In order to achieve an optimal and stable assimilation, it is necessary to tune the stochastic filter. Basically, the tuning is done by careful adjustment of the initial PDFs of the stochastic parameters. While for both synthetic and phantom data, we obtain stable and optimal assimilation by setting initially \(k_s \sim \mathcal {N}(0,5)\), much lower initial standard deviation must be chosen in the case of real data (0.0002 and 0.01 for scenario 1 and scenario 2, respectively). Beside the variance, the initial expected value of parameters can be initialized with some existing a priori knowledge. For example it can be initialized using a statistical anatomical atlas.

In the classical data assimilation and filtering theory, the observations utilized to correct the predictions are also treated as stochastic quantities. This approach accounts for the uncertainties related to the observation inputs. When considering the augmented reality, the observations are extracted from the intra-operative images typically suffering from high level of noise. Therefore, we believe that treating the observations as PDFs, would further improve the robustness of the stochastic simulation.

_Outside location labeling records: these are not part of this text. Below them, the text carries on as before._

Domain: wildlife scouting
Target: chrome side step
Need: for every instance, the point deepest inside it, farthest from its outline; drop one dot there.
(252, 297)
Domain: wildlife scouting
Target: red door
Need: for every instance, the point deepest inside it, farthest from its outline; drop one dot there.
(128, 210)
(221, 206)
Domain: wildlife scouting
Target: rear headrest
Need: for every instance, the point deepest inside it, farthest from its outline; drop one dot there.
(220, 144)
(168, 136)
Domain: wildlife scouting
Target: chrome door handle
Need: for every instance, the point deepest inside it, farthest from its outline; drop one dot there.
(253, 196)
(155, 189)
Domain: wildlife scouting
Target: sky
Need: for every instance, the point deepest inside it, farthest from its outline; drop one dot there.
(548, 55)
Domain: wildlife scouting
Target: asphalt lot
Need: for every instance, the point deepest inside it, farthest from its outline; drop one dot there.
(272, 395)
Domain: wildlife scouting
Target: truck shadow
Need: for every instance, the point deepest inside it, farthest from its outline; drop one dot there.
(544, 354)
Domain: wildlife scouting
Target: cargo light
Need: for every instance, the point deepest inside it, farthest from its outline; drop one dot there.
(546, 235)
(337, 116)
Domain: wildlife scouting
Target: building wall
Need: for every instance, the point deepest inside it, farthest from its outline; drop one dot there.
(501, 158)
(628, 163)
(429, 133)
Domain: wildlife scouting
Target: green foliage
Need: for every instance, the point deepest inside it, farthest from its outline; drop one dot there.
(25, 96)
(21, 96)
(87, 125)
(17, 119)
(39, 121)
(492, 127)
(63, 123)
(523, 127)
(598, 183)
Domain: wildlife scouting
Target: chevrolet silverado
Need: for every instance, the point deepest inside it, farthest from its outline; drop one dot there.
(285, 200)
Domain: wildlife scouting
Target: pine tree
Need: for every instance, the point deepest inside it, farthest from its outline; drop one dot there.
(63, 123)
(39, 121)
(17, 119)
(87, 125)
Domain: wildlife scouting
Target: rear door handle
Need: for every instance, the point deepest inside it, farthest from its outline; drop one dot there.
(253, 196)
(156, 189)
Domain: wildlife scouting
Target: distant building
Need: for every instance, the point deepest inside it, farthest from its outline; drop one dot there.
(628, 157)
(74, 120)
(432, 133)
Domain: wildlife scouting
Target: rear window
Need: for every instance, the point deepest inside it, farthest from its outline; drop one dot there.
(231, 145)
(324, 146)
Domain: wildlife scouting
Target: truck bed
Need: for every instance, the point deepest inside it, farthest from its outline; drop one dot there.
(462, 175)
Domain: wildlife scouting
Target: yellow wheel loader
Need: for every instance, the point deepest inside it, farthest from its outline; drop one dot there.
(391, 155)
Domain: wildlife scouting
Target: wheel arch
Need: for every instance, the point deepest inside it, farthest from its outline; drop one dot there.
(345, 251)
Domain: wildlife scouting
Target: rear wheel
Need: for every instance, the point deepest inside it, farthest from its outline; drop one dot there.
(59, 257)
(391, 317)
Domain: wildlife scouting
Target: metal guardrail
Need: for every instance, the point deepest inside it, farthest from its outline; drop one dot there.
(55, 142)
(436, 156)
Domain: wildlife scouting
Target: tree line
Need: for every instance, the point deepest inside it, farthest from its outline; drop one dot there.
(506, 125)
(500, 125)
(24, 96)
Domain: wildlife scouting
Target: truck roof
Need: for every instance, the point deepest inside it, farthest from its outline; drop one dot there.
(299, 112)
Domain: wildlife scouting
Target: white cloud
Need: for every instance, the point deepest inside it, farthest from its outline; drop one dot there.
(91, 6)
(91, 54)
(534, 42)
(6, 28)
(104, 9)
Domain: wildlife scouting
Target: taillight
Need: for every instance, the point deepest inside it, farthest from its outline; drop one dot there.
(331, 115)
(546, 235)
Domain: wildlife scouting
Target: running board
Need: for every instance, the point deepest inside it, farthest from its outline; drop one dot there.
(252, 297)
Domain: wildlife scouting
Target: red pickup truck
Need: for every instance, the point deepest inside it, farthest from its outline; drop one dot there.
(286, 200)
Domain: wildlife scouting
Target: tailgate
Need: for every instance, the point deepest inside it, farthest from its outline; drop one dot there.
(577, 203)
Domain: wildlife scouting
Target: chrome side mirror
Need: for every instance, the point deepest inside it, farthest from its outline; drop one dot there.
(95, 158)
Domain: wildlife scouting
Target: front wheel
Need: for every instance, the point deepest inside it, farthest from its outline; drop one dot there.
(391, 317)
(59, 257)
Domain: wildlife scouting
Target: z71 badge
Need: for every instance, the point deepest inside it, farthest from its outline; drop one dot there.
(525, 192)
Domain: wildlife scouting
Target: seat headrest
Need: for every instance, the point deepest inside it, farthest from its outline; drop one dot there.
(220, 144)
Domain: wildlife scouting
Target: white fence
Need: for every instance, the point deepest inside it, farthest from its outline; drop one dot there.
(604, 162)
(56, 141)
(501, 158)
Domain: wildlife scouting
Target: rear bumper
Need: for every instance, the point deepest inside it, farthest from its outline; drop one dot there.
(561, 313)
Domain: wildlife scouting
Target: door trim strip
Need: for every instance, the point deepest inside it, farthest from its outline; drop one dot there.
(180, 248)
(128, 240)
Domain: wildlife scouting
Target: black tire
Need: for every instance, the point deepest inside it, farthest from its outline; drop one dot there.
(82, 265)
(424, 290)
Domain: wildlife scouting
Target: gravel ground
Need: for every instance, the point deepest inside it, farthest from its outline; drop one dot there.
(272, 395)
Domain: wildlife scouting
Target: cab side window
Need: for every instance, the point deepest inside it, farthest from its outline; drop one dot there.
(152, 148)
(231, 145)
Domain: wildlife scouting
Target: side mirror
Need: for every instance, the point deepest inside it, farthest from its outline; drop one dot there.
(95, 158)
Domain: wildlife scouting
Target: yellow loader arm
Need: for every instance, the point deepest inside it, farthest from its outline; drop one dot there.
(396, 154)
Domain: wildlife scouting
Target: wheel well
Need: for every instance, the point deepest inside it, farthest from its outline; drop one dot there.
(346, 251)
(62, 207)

In this paper, we have presented a stochastic identification of boundary conditions for predictive simulation employed in the context of augmented reality during the hepatic surgery. The method was validated on different types of data, including a video capturing an in vivo manipulation of a porcine liver. Beside focusing on tuning the prediction and correction phases of the filter and more thorough validation of the algorithm, we plan to further improve the performance of the method by preconditioning and hardware acceleration.